My children gather stars to their breasts like a brilliant bouquet. Each solar bloom bursts upon their scene. Friendships, frenemies, and nemeses supplant family bonds. Activities interfere with household interactions. A new level of self-absorption engulfs my darlings as youthful dramas embroil their passions. The solar landscapes change. Friends revolve out. Avocations, vocations, and academic pursuits shuffle. My children’s rotations wobble, escalating and erratic as the changes in their growing bodies.
Yet I orbit, watchful, listening. I soothe their spirits and validate their storms. Their concerns replay in my worries and prayers. I query through each issue as best I can, searching for insight. Despite a whole world of individuals, I glean the universality in their situations. Mankind belongs to a common clan. If we see through each other’s eyes, we gain insight into our own natures.
Then I sift through the information and point out where they shine in their own rights. I compliment their unique attributes. I applaud their individuality and encourage their creativity. Their talents deserve exploration.
I help them control the tides of their tempers. Moderate tones and careful language, slow to anger and ready with forgiveness remains the goal. My aim is to provide a comfortable place for them to rest. A tranquil home promotes ease of spirit.
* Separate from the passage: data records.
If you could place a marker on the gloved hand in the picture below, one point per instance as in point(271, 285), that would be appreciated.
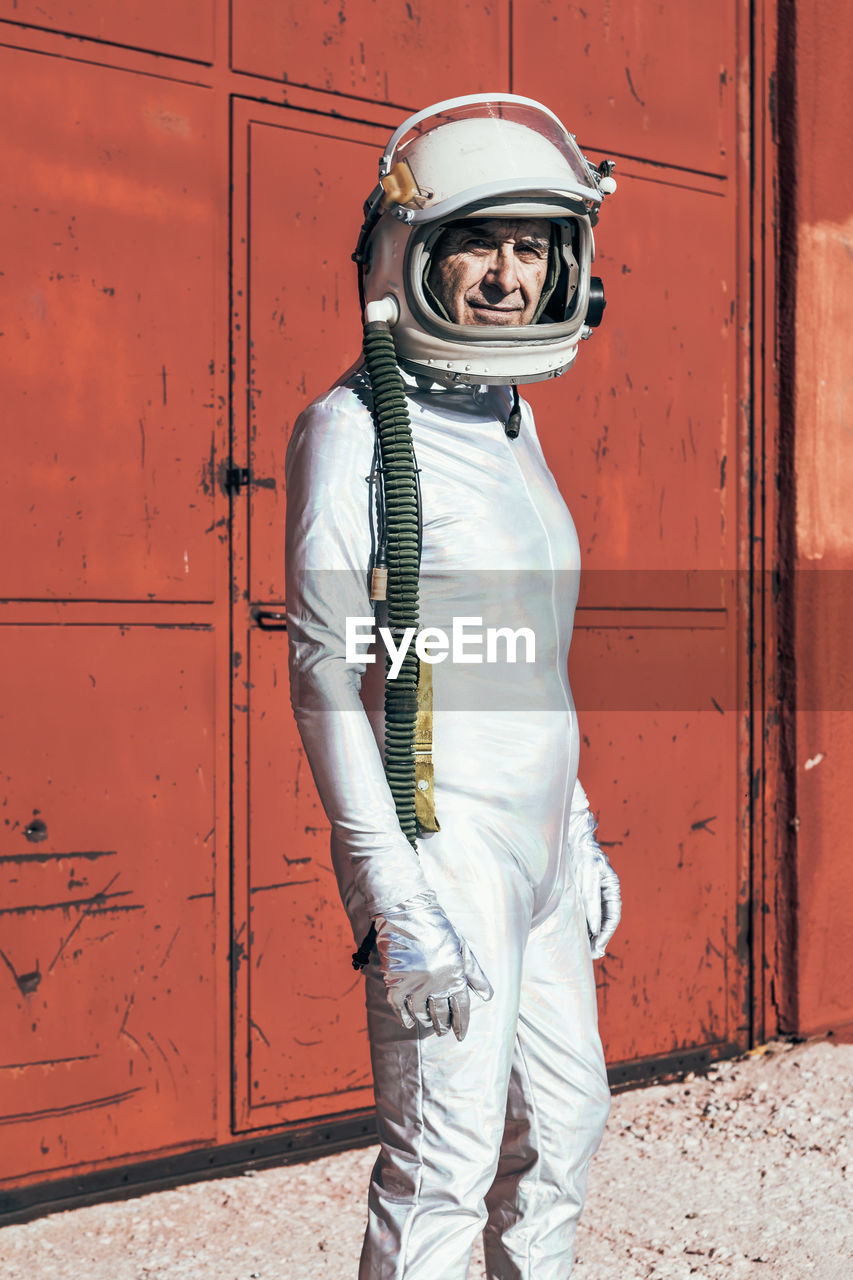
point(427, 967)
point(597, 882)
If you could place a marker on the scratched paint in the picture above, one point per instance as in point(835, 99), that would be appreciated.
point(106, 976)
point(825, 392)
point(817, 140)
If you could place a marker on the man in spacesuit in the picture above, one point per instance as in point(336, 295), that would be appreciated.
point(475, 256)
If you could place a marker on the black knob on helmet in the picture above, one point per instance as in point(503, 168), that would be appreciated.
point(597, 301)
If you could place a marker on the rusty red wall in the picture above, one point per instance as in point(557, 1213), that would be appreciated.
point(183, 192)
point(817, 62)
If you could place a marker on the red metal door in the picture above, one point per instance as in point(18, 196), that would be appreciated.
point(300, 1036)
point(106, 859)
point(644, 439)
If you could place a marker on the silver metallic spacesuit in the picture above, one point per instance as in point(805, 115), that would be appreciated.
point(488, 923)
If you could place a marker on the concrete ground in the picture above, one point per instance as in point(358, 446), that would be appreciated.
point(742, 1174)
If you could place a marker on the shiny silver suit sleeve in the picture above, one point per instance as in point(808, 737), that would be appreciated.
point(596, 880)
point(327, 554)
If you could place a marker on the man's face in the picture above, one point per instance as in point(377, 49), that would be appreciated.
point(491, 272)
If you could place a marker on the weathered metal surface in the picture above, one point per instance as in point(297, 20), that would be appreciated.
point(127, 173)
point(658, 772)
point(106, 487)
point(643, 435)
point(183, 28)
point(106, 855)
point(402, 51)
point(299, 1019)
point(816, 324)
point(647, 81)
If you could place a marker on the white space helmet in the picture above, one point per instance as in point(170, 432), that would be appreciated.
point(488, 155)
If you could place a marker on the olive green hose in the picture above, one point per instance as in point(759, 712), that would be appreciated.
point(400, 484)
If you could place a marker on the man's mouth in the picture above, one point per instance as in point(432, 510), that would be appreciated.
point(487, 311)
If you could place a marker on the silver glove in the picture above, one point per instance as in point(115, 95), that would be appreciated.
point(596, 880)
point(427, 967)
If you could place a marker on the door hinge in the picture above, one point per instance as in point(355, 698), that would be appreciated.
point(236, 478)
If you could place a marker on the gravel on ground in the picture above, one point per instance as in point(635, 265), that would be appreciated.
point(738, 1175)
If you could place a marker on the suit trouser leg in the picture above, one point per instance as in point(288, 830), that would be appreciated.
point(441, 1102)
point(557, 1105)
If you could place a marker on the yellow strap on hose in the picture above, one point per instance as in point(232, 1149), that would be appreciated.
point(424, 778)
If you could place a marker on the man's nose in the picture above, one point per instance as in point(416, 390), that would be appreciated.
point(502, 269)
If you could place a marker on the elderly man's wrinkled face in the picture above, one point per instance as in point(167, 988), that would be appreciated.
point(491, 272)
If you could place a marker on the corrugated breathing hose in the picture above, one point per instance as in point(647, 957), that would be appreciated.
point(400, 484)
My children are my planets. I circle them, yet my moon is its own place. I find within myself words spilling onto pages, defining and validating my thoughts and confirming my fears. Here, I have a few friendships which weathered my stormy life, and I treasure them. I take tea in china cups when I can. I curl up in a corner to shut out the madness around me and read. I create. Draw. Paint. Sew. I photograph small wonders and learn all I can cram into my burdened brain. I seek adventures and experiences on my route to self-actualization.
As a young woman, I planned a life of travel, a sleek and sophisticated existence unencumbered by parental responsibilities. Those dreams remain a part of my makeup, but they’re refined and reconfigured. My younger self failed to realize the value of giving. I pour myself into the wake of our orbits, grateful for the homey tasks of helping these incredible, infuriating, complex young people begin their life-long journeys. Yet I keep a bit of time for myself, a corner of my mind devoted to personal pursuits and continued self-exploration, making myself a fuller and more complete moon.
Their lives will evolve, and their journeys will take them into other galaxies. I pray my influence on them stays positive, and perhaps they will recall their childhoods with fondness. Perchance they will even circle back to orbit with their father and me when they are free to choose their path. Until then, I enjoy the trip around their lives, as they are my planet and I, their moon.